Tu non sei razzista, sei str***o“. E’ diventata un vero e proprio meme la frase pronunciata da Maria Rosaria, una donna comune diventata un simbolo nella lotta comune al razzismo. Vi avevamo raccontato qualche giorno fa di come avesse preso le difese di un immigrato a bordo della Circumvesuviana. Un ragazzo, Vincenzo, si era scagliato contro quest’ultimo, inveendo contro di lui e gridandogli frasi di stampo razzista.

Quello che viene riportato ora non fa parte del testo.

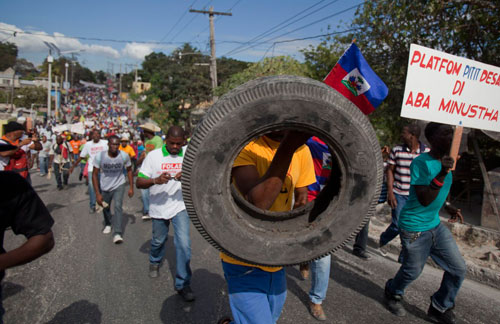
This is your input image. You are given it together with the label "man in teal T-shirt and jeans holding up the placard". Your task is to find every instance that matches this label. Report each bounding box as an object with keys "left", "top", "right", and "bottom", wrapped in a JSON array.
[{"left": 384, "top": 123, "right": 466, "bottom": 324}]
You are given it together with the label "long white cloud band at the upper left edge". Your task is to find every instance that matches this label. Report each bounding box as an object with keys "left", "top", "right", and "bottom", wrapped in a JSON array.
[{"left": 0, "top": 22, "right": 120, "bottom": 59}]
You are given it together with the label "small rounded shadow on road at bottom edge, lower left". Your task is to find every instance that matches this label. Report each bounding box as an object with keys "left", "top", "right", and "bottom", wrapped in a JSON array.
[{"left": 47, "top": 300, "right": 102, "bottom": 324}]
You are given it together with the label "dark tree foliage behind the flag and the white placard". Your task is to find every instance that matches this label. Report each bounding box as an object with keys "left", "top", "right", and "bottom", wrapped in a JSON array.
[{"left": 305, "top": 0, "right": 500, "bottom": 145}]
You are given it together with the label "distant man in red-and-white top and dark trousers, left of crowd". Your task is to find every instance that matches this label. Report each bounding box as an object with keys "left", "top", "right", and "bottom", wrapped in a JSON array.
[{"left": 49, "top": 135, "right": 71, "bottom": 190}]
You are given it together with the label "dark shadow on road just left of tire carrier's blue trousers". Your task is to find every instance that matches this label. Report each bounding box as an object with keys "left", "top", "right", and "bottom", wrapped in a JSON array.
[{"left": 160, "top": 269, "right": 231, "bottom": 324}]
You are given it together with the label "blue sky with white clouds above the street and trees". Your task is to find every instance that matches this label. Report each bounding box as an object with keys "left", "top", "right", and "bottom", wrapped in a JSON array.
[{"left": 0, "top": 0, "right": 364, "bottom": 73}]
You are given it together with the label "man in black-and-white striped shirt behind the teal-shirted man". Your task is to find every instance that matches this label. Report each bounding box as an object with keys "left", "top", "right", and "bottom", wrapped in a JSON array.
[{"left": 379, "top": 124, "right": 429, "bottom": 254}]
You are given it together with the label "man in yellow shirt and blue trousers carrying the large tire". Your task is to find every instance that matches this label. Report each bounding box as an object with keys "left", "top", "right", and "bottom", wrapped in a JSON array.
[{"left": 219, "top": 131, "right": 316, "bottom": 324}]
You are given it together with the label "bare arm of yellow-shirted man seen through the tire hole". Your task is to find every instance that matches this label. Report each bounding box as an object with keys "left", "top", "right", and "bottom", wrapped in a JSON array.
[{"left": 232, "top": 132, "right": 310, "bottom": 210}]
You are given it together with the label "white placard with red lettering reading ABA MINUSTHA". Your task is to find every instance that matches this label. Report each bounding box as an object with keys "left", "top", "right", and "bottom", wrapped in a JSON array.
[{"left": 401, "top": 44, "right": 500, "bottom": 132}]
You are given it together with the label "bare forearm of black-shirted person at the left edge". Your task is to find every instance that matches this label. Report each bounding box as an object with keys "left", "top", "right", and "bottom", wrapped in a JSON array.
[{"left": 0, "top": 231, "right": 54, "bottom": 270}]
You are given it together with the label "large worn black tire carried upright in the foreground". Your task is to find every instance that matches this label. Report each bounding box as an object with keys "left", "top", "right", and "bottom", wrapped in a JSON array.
[{"left": 182, "top": 76, "right": 383, "bottom": 266}]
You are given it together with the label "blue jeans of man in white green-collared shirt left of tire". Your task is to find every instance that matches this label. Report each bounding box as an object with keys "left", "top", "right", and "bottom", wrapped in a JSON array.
[{"left": 149, "top": 209, "right": 191, "bottom": 290}]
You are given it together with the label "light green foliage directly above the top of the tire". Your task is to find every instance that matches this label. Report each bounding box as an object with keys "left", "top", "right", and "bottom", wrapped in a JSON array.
[{"left": 215, "top": 56, "right": 309, "bottom": 96}]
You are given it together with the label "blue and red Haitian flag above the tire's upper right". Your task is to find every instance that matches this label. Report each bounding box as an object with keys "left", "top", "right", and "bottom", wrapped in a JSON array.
[{"left": 323, "top": 43, "right": 389, "bottom": 115}]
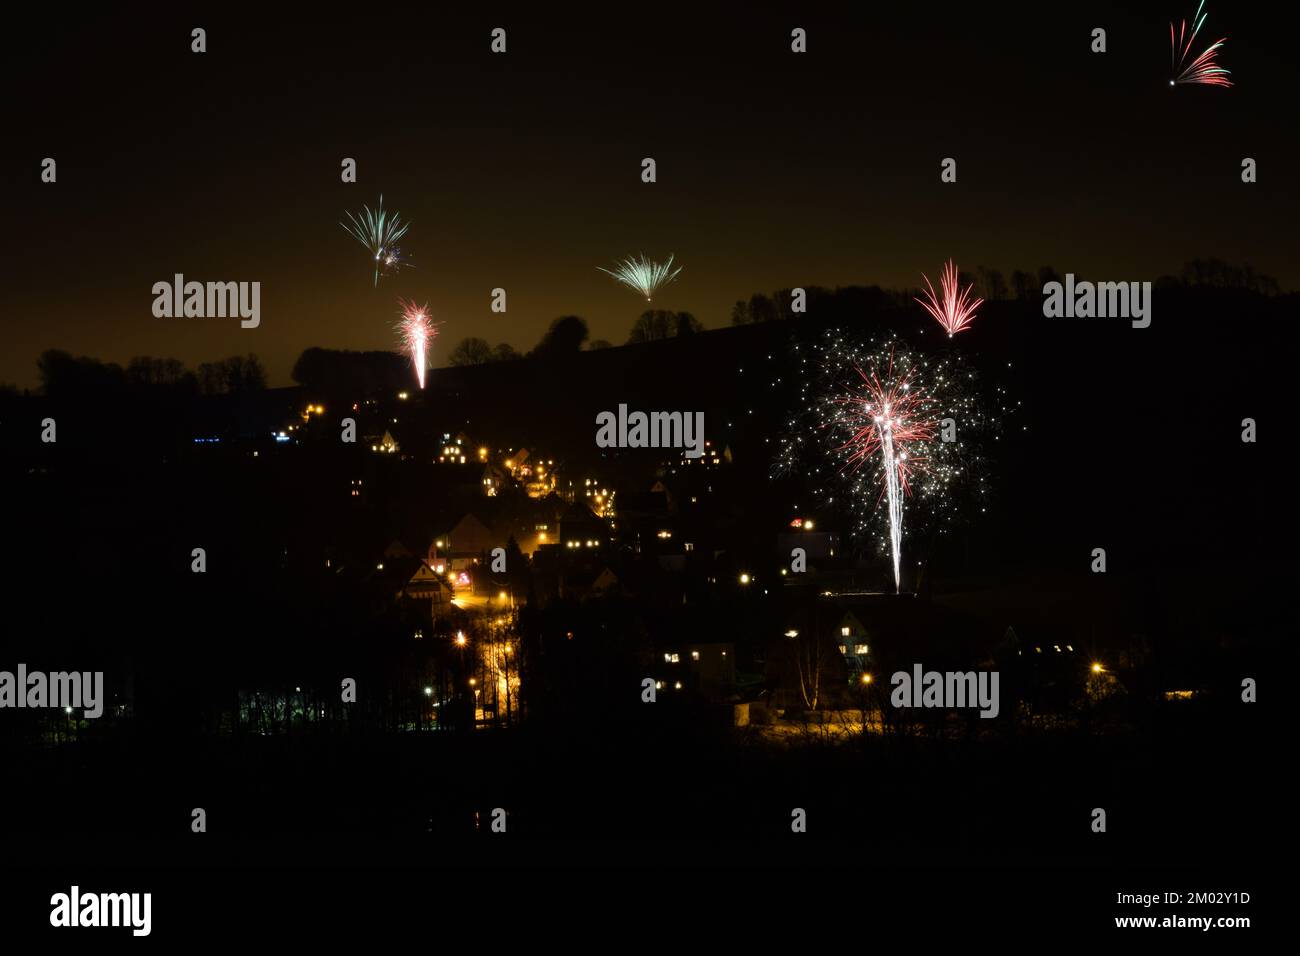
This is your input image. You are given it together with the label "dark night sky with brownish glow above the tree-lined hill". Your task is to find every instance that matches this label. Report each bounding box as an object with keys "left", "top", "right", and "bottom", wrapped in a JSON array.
[{"left": 0, "top": 0, "right": 1300, "bottom": 386}]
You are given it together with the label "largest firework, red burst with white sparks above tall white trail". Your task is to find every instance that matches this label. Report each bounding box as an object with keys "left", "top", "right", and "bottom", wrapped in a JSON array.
[{"left": 774, "top": 332, "right": 1008, "bottom": 591}]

Maria Rosaria, coraggiosamente, interviene, prendendo le difese dell’immigrato. Un gesto semplice, ma così difficile e coraggioso di questi tempi segnati dal razzismo e dalla xenofobia, dove si ha paura di prendere le parti dei più deboli, nonostante si è consapevoli di essere dalla parte giusta. Maria Rosaria, però, la paura non sa proprio cosa sia. Ed è per questo che Umberto De Gregorio, presidente dell’Eav, ha deciso di premiarla, conferendole un premio.

La donna, davanti a giornalisti presenti alla cerimonia di premiazione, descrive così quell’episodio: “Io quando mi muovo sono un carrarmato, ero consapevole di poter gestire quella persona (Vincenzo, ndr). Cosa mi ha infastidito? L’aspetto della persona offesa, in netto contrasto con quel ragazzo così aggressivo, mentre subiva questo attacco. Non poteva reagire, l’ho capito e sono intervenuta in suo aiuto. Se non mi avesse ispirato quel senso di protezione – spiega – forse avrei fatto come gli altri. Di me si è detto che sono un’eroina, ma non è vero. Vincenzo? Di lui si è detto, invece, che è un mostro, ma non è vero!“.